How to add metadata to your page
In order for your page to rank well in search engine search results, a search engine like Google (or Memorial's own search bar) needs to know what your page is about.
Filling in the "metadata" fields for every page you create is a simple, quick, and effective way to tell search engines what your page is about. Every page on your website has a "metadata" section.
To fill in the metadata fields for a page, go to your site structure view and click on the page you want to add metadata to:
Click the "more tab" and then choose "metadata."
You will now see all the metadata fields you can fill in for your page, including "description" and "keywords." These are the most important.
The key fields here are description and keywords.

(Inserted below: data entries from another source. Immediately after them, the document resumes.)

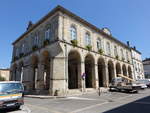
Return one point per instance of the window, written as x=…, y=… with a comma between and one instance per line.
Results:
x=22, y=48
x=99, y=44
x=47, y=34
x=73, y=33
x=127, y=56
x=115, y=51
x=36, y=39
x=17, y=52
x=108, y=49
x=87, y=39
x=122, y=55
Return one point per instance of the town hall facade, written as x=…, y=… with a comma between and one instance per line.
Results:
x=64, y=54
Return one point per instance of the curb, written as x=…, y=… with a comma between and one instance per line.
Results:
x=43, y=97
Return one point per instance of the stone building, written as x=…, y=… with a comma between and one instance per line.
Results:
x=137, y=64
x=146, y=64
x=64, y=54
x=5, y=73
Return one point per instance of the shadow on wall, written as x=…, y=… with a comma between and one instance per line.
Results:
x=139, y=106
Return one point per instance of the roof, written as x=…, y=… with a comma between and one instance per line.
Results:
x=65, y=11
x=136, y=50
x=4, y=69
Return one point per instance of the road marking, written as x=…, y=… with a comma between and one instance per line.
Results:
x=89, y=107
x=26, y=109
x=92, y=106
x=123, y=97
x=79, y=98
x=43, y=108
x=142, y=103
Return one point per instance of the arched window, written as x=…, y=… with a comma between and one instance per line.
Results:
x=17, y=51
x=47, y=34
x=127, y=54
x=99, y=43
x=115, y=51
x=122, y=55
x=108, y=49
x=87, y=39
x=73, y=33
x=36, y=39
x=23, y=48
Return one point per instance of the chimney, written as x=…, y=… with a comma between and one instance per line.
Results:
x=128, y=43
x=30, y=24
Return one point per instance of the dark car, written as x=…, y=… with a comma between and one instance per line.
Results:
x=11, y=95
x=145, y=81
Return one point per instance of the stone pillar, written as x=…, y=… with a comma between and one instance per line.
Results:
x=40, y=78
x=83, y=77
x=36, y=78
x=96, y=76
x=106, y=79
x=59, y=77
x=115, y=73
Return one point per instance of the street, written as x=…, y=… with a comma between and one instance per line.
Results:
x=111, y=102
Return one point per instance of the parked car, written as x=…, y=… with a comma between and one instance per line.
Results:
x=145, y=81
x=11, y=94
x=140, y=83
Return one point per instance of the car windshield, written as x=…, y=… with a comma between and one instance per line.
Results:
x=10, y=88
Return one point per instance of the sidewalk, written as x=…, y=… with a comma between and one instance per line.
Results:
x=44, y=96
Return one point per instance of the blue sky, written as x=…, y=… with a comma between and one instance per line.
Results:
x=128, y=20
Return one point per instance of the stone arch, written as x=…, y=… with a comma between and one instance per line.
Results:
x=74, y=70
x=34, y=63
x=46, y=69
x=89, y=71
x=111, y=72
x=130, y=72
x=118, y=69
x=124, y=69
x=101, y=71
x=21, y=66
x=14, y=72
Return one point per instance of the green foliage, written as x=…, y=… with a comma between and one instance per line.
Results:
x=21, y=55
x=74, y=42
x=46, y=42
x=15, y=58
x=89, y=47
x=35, y=47
x=2, y=78
x=100, y=51
x=117, y=57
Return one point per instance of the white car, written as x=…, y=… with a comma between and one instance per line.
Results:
x=142, y=85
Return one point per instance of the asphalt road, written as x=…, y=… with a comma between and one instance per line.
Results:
x=90, y=103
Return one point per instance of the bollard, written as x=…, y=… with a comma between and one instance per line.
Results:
x=99, y=91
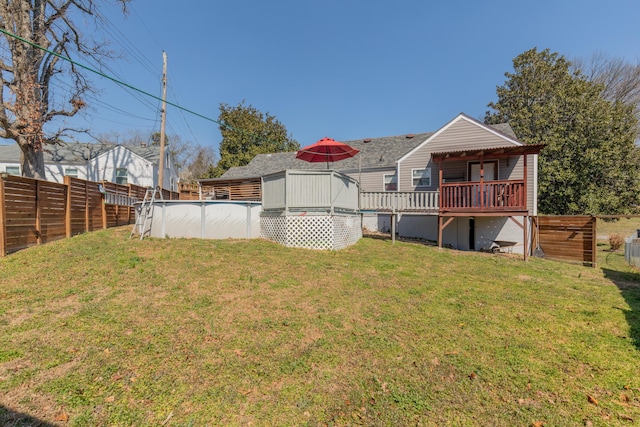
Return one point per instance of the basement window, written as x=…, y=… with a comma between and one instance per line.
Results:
x=13, y=170
x=391, y=182
x=122, y=176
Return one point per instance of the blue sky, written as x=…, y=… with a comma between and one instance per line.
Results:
x=346, y=69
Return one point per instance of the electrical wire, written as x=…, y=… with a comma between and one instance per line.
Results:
x=123, y=84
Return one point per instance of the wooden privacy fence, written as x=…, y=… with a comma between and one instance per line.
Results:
x=33, y=211
x=566, y=238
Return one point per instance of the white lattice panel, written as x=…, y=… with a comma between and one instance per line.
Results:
x=331, y=232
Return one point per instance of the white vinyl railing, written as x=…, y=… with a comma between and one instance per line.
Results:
x=395, y=201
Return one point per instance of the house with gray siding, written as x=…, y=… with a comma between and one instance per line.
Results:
x=468, y=185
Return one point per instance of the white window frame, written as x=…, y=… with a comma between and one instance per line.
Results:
x=11, y=170
x=393, y=179
x=119, y=176
x=425, y=175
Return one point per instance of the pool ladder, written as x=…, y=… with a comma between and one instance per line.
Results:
x=144, y=212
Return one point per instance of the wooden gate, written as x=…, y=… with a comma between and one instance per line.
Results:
x=566, y=238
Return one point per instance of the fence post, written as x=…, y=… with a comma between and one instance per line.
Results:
x=86, y=206
x=67, y=211
x=104, y=210
x=3, y=224
x=38, y=214
x=594, y=242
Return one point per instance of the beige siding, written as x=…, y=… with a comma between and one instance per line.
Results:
x=371, y=180
x=458, y=136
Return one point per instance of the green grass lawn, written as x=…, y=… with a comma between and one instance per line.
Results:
x=623, y=226
x=99, y=330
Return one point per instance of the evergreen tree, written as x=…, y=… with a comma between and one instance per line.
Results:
x=590, y=164
x=247, y=132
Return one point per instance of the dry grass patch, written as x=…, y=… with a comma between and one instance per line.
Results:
x=112, y=331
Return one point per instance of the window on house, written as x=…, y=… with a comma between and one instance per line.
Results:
x=13, y=170
x=391, y=182
x=421, y=177
x=122, y=176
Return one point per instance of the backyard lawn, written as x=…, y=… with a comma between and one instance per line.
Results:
x=100, y=330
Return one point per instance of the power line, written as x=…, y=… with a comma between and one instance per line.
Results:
x=113, y=79
x=127, y=85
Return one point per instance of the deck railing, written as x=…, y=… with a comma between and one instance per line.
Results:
x=487, y=196
x=396, y=201
x=490, y=196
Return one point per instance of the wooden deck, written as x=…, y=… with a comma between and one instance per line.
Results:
x=397, y=201
x=461, y=198
x=489, y=197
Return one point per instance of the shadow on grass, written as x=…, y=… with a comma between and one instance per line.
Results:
x=629, y=285
x=11, y=418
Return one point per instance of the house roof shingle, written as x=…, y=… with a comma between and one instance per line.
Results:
x=374, y=153
x=380, y=152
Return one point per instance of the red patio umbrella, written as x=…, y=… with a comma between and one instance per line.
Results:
x=326, y=150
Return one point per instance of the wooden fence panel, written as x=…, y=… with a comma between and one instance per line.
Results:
x=20, y=212
x=52, y=207
x=567, y=238
x=116, y=215
x=34, y=211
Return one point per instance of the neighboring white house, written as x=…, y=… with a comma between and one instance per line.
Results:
x=121, y=164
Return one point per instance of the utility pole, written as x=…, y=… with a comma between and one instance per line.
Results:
x=163, y=121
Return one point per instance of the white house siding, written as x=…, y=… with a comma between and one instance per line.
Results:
x=55, y=171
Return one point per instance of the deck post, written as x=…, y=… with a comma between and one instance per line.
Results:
x=67, y=208
x=38, y=214
x=526, y=243
x=3, y=223
x=393, y=226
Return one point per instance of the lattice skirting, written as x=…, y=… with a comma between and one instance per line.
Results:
x=331, y=232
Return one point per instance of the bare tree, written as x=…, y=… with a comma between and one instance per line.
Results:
x=37, y=36
x=620, y=79
x=200, y=165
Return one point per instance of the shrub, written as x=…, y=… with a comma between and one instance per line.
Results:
x=615, y=241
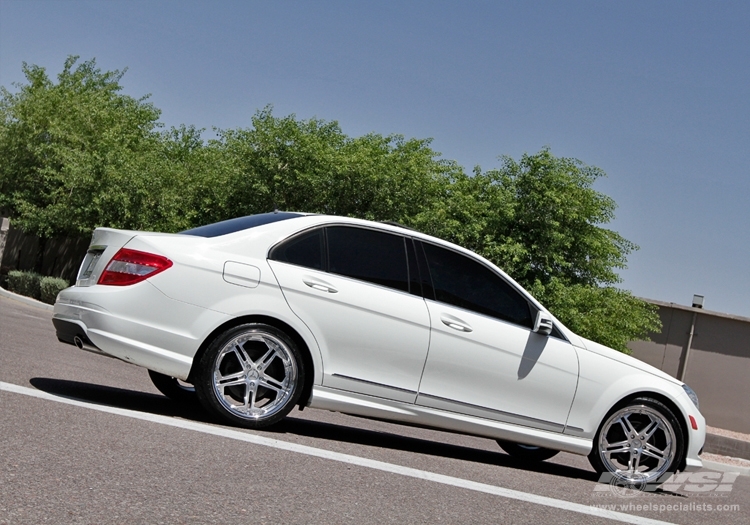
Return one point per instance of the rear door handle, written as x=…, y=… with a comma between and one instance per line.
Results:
x=455, y=323
x=317, y=285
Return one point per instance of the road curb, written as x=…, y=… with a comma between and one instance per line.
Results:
x=24, y=299
x=724, y=467
x=726, y=446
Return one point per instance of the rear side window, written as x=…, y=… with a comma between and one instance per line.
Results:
x=461, y=281
x=240, y=223
x=305, y=249
x=368, y=255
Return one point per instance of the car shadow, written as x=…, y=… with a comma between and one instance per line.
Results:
x=380, y=439
x=121, y=398
x=161, y=405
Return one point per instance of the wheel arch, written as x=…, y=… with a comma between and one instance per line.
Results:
x=276, y=323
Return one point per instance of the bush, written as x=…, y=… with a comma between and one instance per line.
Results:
x=25, y=283
x=50, y=287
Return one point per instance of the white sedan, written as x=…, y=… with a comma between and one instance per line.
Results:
x=258, y=314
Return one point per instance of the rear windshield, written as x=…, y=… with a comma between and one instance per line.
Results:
x=240, y=223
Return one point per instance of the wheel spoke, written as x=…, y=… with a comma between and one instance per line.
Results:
x=650, y=429
x=271, y=383
x=263, y=363
x=615, y=448
x=242, y=357
x=628, y=426
x=232, y=379
x=650, y=450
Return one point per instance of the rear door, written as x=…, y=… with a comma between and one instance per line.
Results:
x=356, y=290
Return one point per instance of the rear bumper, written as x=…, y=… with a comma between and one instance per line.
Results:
x=137, y=324
x=71, y=332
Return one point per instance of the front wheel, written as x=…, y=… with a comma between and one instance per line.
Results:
x=526, y=452
x=251, y=375
x=638, y=443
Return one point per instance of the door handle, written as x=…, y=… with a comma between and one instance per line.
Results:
x=455, y=323
x=320, y=286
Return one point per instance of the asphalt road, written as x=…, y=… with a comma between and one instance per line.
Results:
x=88, y=439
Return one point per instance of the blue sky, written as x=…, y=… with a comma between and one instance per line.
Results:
x=657, y=94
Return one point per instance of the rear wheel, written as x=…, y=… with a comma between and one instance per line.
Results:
x=526, y=452
x=638, y=443
x=173, y=388
x=251, y=375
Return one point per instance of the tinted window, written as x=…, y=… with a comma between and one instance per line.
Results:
x=466, y=283
x=240, y=223
x=305, y=250
x=368, y=255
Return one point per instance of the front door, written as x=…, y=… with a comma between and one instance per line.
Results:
x=484, y=358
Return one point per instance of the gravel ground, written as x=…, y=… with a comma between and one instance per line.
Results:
x=728, y=433
x=738, y=462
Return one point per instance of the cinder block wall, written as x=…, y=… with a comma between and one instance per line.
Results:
x=62, y=255
x=718, y=366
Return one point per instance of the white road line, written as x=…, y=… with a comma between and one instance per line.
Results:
x=343, y=458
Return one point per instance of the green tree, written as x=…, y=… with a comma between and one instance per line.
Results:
x=311, y=165
x=73, y=152
x=540, y=220
x=78, y=153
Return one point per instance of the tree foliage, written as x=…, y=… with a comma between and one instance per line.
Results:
x=78, y=153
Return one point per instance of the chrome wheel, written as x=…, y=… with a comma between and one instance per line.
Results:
x=254, y=374
x=638, y=443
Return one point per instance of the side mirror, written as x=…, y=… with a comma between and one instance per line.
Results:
x=543, y=323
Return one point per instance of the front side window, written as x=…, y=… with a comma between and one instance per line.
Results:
x=461, y=281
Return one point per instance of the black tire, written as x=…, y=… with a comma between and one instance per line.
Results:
x=251, y=375
x=526, y=452
x=643, y=435
x=173, y=388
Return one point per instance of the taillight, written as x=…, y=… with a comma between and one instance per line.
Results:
x=131, y=266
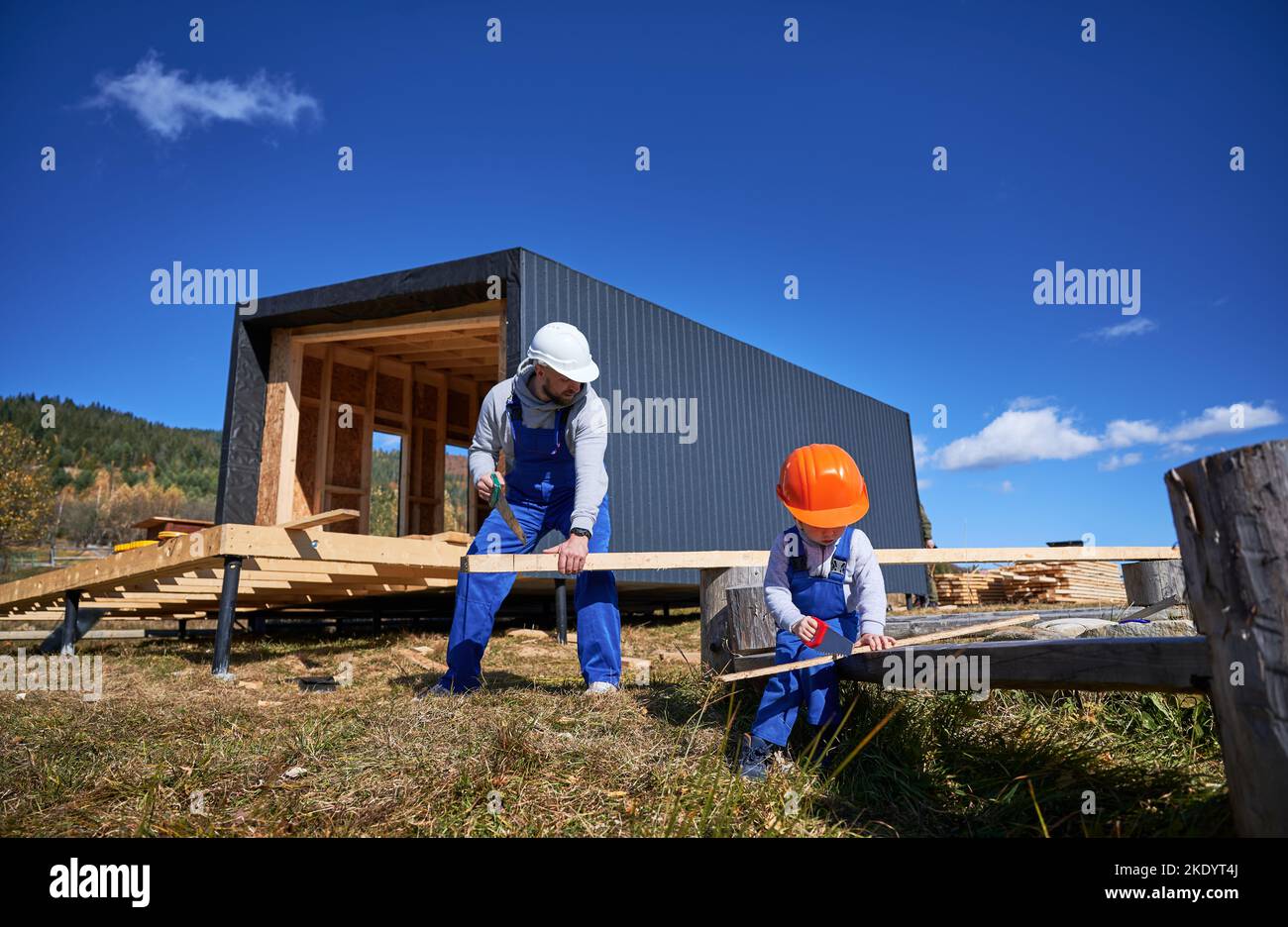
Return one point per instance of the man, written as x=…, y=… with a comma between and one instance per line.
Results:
x=553, y=430
x=928, y=541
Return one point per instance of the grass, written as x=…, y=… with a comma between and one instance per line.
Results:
x=170, y=751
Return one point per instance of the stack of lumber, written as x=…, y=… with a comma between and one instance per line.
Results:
x=1065, y=582
x=1034, y=583
x=983, y=587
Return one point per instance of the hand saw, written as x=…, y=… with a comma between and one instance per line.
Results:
x=506, y=513
x=825, y=640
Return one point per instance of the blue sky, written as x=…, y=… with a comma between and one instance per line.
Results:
x=768, y=158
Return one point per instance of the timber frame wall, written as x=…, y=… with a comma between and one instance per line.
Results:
x=421, y=376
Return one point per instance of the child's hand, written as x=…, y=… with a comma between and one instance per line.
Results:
x=877, y=642
x=806, y=627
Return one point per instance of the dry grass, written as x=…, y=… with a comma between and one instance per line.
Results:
x=531, y=756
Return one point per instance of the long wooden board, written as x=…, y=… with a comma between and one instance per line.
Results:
x=548, y=563
x=1166, y=665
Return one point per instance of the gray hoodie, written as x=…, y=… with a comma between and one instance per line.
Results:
x=587, y=438
x=864, y=586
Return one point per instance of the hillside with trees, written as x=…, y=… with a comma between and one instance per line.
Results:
x=95, y=471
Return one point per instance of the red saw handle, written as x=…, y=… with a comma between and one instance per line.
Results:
x=819, y=634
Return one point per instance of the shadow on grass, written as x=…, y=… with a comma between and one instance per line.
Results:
x=1017, y=765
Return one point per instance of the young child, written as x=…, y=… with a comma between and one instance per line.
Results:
x=823, y=569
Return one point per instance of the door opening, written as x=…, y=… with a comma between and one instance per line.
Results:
x=386, y=484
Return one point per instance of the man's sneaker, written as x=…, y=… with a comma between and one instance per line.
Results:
x=755, y=756
x=437, y=690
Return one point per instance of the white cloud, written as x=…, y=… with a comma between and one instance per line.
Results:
x=1137, y=326
x=919, y=452
x=167, y=102
x=1022, y=434
x=1018, y=437
x=1117, y=463
x=1122, y=433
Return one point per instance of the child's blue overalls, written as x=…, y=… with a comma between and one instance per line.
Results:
x=540, y=488
x=815, y=686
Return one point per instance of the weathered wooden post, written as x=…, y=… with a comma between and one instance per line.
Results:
x=1232, y=518
x=1149, y=582
x=715, y=612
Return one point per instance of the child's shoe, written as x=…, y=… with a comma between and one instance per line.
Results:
x=755, y=758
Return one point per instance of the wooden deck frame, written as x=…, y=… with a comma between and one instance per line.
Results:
x=279, y=566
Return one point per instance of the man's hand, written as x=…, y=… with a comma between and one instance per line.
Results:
x=877, y=642
x=572, y=554
x=806, y=627
x=484, y=485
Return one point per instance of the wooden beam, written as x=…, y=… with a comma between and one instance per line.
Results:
x=1232, y=518
x=1164, y=665
x=546, y=563
x=281, y=430
x=321, y=519
x=969, y=631
x=478, y=317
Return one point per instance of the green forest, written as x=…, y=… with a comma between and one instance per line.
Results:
x=85, y=474
x=75, y=476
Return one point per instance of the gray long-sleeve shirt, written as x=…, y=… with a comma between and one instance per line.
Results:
x=587, y=437
x=864, y=586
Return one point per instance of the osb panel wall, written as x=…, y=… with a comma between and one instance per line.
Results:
x=333, y=464
x=307, y=456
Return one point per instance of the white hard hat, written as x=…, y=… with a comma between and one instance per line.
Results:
x=565, y=349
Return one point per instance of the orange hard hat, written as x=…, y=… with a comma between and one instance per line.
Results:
x=822, y=485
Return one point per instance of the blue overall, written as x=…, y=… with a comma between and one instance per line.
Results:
x=815, y=686
x=540, y=489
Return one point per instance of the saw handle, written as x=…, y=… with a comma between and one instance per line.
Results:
x=819, y=632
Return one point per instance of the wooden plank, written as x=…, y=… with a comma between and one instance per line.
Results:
x=320, y=519
x=288, y=483
x=326, y=421
x=969, y=631
x=321, y=546
x=270, y=442
x=533, y=563
x=1231, y=513
x=170, y=557
x=477, y=317
x=1164, y=665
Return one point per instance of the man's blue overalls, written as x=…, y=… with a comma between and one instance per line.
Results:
x=540, y=489
x=815, y=686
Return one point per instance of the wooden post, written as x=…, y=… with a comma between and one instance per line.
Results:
x=751, y=627
x=1153, y=580
x=715, y=612
x=1232, y=518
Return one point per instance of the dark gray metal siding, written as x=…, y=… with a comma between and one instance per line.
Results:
x=717, y=493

Metadata description field
Your metadata description is very important. While it doesn't have a direct impact on your SEO rankings, it allows you to 100% control the public-facing description of your page as it appears in search engine results. Its purpose is convince someone using a search engine that your page is what they're looking for.
If you do not fill in your metadata description, a search engine will either omit a page description or grab a line from your page at random (generally the opening line of your page, which does not serve as a good or coherent description of your page). By filling in your metadata description you can ensure the search engine result preview of your page will be useful and convincing.
Tips for a good metadata description
- Keep your description under 150 characters to ensure it isn't clipped off. Also, if it is too lengthy, Google may override it and not use it.
- It should be one clear, short line. When looking through search engine results, no one has time to read long page descriptions.
- It should be convincing. This is your one shot to make someone choose your search engine result over the dozens of others they have to choose from.
- Stand out. If there's something that distinguishes you from similar search results (competitors), put it here.
- Calls to action tend to perform well as metadata descriptions.
- Try to use a primary keyword in your metadata description, because it would be ideal if whatever words someone has searched for happen to appear in your metadata description.
- Make sure your metadata is accurate to what a visitor will find on your page. Misleading page descriptions lead to frustrated visitors and poor bounce rates for your page.
Here is a sample metadata description for a page about graduate programs: “Memorial University offers 11 world-class graduate programs in space travel, including course-based or research-based degrees.”
Metadata keywords
The metadata keywords field allows you to enter all the keywords you have come up with for your page.
This is a simple, effective way to tell search engines exactly what your site is about, but try to limit this field to your primary keywords, so you don't dilute your primary keywords or confuse search engines about the main focus of your page.
List your keywords in this field, separating each keyword with a comma.
Example:
Engineering graduate programs, engineering grad degrees, engineering graduate programs in Canada.
Last modified
Search engines favour sites that have been recently updated. it ensures they won't recommend an outdated site to their users. Use this field to input the date every time you update this page.
OG fields (Open Graph Fields)
OG fields control how your page previews display in social media platforms like Facebook and Twitter, as well as in text messages and other mediums.
The OG description lets you control the description of the page, OG title let's you control the title of your page as is appears in your social media preview, and the OG image let's you determine the image that will be shared in your social media preview.